National Childhood Vaccine Act of 1986
In 2011, the United States Supreme Court discussed the Vaccine Act’s no-fault compensation scheme for those claiming a vaccine-related injury, and weighed in on the potentially competing considerations of vaccine safety and recovery for vaccine-related injuries (Bruesewitz v. Wyeth LLC). The Vaccine Act permits “significant tort-liability protections for vaccine manufacturers” and “expressly eliminates liability for a vaccine's unavoidable, adverse side effects.”
No vaccine manufacturer shall be liable in a civil action for damages arising from a vaccine-related injury or death associated with the administration of a vaccine after October 1, 1988, if the injury or death resulted from side effects that were unavoidable even though the vaccine was properly prepared and was accompanied by proper directions and warnings.
The High Court held in a split decision that the Act preempts design defect claims against vaccine manufacturers.
Unlike in tort suits, claimants under the Act are not required to show that the administered vaccine was defectively manufactured, labeled or designed. No showing of causation is necessary for those injuries listed in the Act's Vaccine Injury Table.
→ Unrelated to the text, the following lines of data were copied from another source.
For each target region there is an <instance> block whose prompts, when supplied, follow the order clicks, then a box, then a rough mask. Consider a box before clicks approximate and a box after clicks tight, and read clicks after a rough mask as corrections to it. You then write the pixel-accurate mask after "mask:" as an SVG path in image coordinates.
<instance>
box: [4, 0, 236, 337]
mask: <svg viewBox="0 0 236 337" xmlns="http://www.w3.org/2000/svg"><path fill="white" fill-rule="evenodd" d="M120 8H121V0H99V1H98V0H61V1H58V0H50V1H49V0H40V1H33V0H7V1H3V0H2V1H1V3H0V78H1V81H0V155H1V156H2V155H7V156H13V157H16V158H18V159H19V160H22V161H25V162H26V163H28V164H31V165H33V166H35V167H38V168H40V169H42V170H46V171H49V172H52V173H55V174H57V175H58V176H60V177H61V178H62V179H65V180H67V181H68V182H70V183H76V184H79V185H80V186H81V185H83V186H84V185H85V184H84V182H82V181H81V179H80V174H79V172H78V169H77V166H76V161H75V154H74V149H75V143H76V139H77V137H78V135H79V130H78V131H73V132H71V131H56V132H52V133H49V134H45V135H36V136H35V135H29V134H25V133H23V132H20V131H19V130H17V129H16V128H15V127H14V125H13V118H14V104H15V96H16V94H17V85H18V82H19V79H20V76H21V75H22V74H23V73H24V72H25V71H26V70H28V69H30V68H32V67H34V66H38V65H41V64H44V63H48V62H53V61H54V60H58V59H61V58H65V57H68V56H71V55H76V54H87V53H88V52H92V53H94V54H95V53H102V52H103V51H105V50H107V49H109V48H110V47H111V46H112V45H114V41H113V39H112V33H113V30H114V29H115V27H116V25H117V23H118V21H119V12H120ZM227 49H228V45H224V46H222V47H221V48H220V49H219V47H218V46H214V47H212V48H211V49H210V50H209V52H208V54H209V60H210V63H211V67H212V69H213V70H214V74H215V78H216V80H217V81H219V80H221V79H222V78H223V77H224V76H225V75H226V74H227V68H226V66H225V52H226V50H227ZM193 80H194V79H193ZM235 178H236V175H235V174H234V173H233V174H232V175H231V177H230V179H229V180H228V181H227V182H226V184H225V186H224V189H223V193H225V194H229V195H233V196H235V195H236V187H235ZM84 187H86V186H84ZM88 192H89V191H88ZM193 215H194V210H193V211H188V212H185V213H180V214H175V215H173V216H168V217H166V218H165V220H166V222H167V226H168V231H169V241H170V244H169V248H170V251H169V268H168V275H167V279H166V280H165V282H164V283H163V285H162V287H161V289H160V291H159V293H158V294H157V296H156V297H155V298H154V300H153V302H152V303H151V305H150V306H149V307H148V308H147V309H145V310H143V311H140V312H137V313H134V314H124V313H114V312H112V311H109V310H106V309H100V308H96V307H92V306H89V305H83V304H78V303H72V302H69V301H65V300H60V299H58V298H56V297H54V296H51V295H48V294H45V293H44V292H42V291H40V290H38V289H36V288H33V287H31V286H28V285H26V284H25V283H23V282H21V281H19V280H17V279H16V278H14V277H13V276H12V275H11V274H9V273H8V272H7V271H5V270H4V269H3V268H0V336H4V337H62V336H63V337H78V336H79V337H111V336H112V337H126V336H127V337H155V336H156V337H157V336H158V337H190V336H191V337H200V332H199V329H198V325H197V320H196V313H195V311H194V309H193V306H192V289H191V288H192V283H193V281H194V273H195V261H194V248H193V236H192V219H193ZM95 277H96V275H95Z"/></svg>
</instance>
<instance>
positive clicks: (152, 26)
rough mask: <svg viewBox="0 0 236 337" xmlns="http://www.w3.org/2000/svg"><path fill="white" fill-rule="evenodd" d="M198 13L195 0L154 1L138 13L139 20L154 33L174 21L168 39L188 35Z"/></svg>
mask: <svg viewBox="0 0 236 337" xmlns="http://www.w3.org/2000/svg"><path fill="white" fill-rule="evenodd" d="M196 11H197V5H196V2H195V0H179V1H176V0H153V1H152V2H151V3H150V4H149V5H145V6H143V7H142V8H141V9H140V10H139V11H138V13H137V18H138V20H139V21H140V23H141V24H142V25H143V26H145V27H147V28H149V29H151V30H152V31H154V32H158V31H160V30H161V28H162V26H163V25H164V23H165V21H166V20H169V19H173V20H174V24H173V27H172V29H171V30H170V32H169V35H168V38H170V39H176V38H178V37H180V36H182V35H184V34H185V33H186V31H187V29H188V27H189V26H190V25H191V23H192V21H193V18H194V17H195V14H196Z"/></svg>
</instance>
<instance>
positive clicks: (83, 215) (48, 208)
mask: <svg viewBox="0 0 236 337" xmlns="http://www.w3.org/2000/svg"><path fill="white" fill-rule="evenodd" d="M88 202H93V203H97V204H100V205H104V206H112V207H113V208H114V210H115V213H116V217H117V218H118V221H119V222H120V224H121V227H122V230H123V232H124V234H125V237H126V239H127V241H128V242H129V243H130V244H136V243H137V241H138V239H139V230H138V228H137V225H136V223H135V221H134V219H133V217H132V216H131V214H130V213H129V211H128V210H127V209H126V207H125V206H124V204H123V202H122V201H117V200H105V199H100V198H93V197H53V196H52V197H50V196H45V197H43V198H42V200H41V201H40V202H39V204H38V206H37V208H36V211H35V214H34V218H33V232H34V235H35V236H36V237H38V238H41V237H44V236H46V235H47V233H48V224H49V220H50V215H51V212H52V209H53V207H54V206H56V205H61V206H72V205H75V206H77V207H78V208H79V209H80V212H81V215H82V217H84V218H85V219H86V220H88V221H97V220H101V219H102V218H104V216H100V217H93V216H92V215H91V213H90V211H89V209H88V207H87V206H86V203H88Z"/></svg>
Procedurally, a petition must first be filed with the United States Court of Federal Claims, where claims are adjudicated by the congressionally created Office of Special Masters (colloquially known as the Vaccine Court). The Court of Federal Claims must review objections to the special master's decision and issue a judgment before a claim is permitted to be filed against the vaccine manufacturer in a traditional tort suit for damages.